Several scenarios that will enable Barack Obama to become President of the United States (from 2/2/2008 on myspace.com/jonathantothfromhoth)

Saturday, February 02, 2008

Several scenarios that will enable Barack Obama to become President of the United States.
Category: News and Politics

1. The Jesse Ventura Effect:
When Jesse "The Body" Ventura, former pro wrestler, was voted Governor of Minnesota, America witnessed the phenomenon of what happens when pop culture capital turns into political culture capital, due to the (primarily) white men who voted him in. When white men see something cool, they pay attention, and there's a lot of them out there.

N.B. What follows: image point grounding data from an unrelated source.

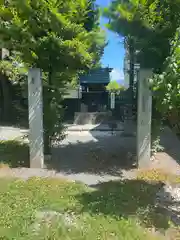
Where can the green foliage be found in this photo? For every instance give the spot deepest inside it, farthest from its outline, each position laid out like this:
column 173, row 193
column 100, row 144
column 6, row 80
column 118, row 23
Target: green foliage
column 166, row 86
column 13, row 69
column 114, row 86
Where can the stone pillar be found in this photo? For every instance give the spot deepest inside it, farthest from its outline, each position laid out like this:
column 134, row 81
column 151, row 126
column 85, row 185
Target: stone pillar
column 35, row 118
column 144, row 119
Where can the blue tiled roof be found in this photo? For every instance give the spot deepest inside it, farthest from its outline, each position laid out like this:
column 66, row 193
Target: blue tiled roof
column 101, row 75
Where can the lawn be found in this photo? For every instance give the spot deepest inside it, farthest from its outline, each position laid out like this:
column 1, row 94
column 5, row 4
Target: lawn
column 56, row 209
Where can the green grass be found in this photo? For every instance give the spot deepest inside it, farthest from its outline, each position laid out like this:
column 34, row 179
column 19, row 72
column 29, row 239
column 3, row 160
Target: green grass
column 113, row 211
column 14, row 154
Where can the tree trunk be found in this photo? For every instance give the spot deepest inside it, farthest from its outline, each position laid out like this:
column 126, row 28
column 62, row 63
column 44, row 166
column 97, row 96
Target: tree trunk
column 6, row 99
column 131, row 72
column 47, row 137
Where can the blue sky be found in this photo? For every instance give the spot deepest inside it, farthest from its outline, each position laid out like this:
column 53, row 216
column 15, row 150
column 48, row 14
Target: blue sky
column 114, row 52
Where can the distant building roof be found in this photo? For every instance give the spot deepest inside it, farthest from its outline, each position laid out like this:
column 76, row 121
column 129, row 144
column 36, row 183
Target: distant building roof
column 100, row 75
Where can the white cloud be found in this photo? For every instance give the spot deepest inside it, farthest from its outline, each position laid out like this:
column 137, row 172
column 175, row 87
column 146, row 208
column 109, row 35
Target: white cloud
column 117, row 74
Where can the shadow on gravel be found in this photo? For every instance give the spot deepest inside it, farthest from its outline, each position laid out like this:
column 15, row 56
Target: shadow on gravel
column 101, row 155
column 128, row 198
column 14, row 154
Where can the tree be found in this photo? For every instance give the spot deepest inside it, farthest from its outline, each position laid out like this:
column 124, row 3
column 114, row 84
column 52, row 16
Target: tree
column 51, row 35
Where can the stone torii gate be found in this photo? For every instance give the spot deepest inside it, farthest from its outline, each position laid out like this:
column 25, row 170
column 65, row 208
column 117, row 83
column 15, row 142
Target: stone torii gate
column 144, row 102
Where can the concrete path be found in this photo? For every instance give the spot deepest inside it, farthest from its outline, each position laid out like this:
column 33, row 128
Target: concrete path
column 93, row 127
column 95, row 156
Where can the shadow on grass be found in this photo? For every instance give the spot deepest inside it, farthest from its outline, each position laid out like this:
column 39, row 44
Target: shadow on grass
column 124, row 199
column 14, row 154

2. White America's Love of Black Music:
Since the birth of American music, black men have found the ways to make it look, sound and feel the coolest. If 80% of rap is bought by white people and 80% of them are white men, there is an amazing power to be had in being that black man who was cool enough to be voted in as the first Black President.

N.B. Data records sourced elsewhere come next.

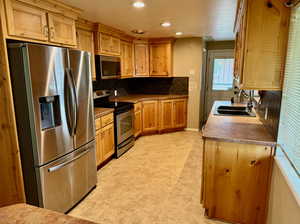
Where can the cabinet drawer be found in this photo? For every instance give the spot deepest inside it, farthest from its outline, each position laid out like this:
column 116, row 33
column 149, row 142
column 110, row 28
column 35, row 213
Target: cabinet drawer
column 107, row 119
column 137, row 107
column 98, row 123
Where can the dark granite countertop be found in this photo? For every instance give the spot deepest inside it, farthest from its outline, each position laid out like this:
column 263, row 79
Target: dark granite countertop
column 135, row 98
column 237, row 128
column 99, row 111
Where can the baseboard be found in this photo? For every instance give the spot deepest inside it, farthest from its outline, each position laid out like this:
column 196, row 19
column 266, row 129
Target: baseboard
column 192, row 129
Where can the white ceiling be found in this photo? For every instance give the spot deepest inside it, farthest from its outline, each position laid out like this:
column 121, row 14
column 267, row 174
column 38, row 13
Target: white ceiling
column 200, row 18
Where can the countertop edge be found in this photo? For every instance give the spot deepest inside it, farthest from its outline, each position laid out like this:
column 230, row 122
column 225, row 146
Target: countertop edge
column 246, row 141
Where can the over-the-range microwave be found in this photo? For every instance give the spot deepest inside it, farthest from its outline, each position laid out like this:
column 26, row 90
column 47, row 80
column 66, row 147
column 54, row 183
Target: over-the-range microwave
column 108, row 67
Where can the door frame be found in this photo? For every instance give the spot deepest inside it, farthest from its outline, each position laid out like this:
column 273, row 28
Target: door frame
column 211, row 54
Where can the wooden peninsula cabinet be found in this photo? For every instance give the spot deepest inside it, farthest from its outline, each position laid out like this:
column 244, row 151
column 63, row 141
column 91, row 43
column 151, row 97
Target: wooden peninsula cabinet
column 261, row 43
column 237, row 166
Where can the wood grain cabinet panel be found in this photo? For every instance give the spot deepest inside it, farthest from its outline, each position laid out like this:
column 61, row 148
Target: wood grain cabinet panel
column 107, row 140
column 180, row 113
column 236, row 181
column 25, row 21
column 161, row 59
column 109, row 45
column 262, row 36
column 150, row 116
column 62, row 30
column 126, row 59
column 141, row 58
column 138, row 121
column 166, row 113
column 99, row 158
column 85, row 42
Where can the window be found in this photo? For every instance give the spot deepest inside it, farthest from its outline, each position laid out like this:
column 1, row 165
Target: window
column 223, row 74
column 289, row 126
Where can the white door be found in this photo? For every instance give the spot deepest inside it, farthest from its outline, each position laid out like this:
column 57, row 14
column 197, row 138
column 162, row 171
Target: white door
column 219, row 77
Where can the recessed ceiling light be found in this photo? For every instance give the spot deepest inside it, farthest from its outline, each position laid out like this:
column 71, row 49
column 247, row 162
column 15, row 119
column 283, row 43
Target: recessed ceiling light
column 138, row 31
column 166, row 24
column 138, row 4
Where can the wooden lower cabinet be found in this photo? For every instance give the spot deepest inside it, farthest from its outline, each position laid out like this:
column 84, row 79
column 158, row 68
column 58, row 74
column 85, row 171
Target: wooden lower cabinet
column 99, row 157
column 235, row 182
column 159, row 116
column 166, row 115
column 180, row 113
column 150, row 116
column 105, row 145
column 173, row 114
column 138, row 120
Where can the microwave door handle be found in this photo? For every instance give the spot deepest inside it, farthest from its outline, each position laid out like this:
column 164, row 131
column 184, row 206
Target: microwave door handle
column 75, row 104
column 72, row 118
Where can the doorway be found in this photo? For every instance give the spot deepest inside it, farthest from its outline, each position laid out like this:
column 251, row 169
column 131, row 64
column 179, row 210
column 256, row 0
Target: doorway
column 219, row 78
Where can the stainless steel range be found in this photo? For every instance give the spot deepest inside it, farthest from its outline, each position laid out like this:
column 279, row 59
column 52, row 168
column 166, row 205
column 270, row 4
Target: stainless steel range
column 123, row 118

3. The Oedipus Rex Complex:
Every new generation of white males has a broadening history of doing exactly what their fathers tell them not to do. For some white fathers, hearing that their son voted for a black president could be enough to kill them, and that's a motive.

4. Barack Obama as our President:
He's inspiring and has a powerful way of grabbing your attention. He's good looking and funny. When viewing all of the candidates photos on the same page, he stands out as the holder of the most culture capital out of everyone. He has that feel of what you know deep down you should vote for, if it weren't for X,Y and Z, blah, blah, blah, blah...

If the younger white generations of men decide to vote this year, Barack Obama will be President.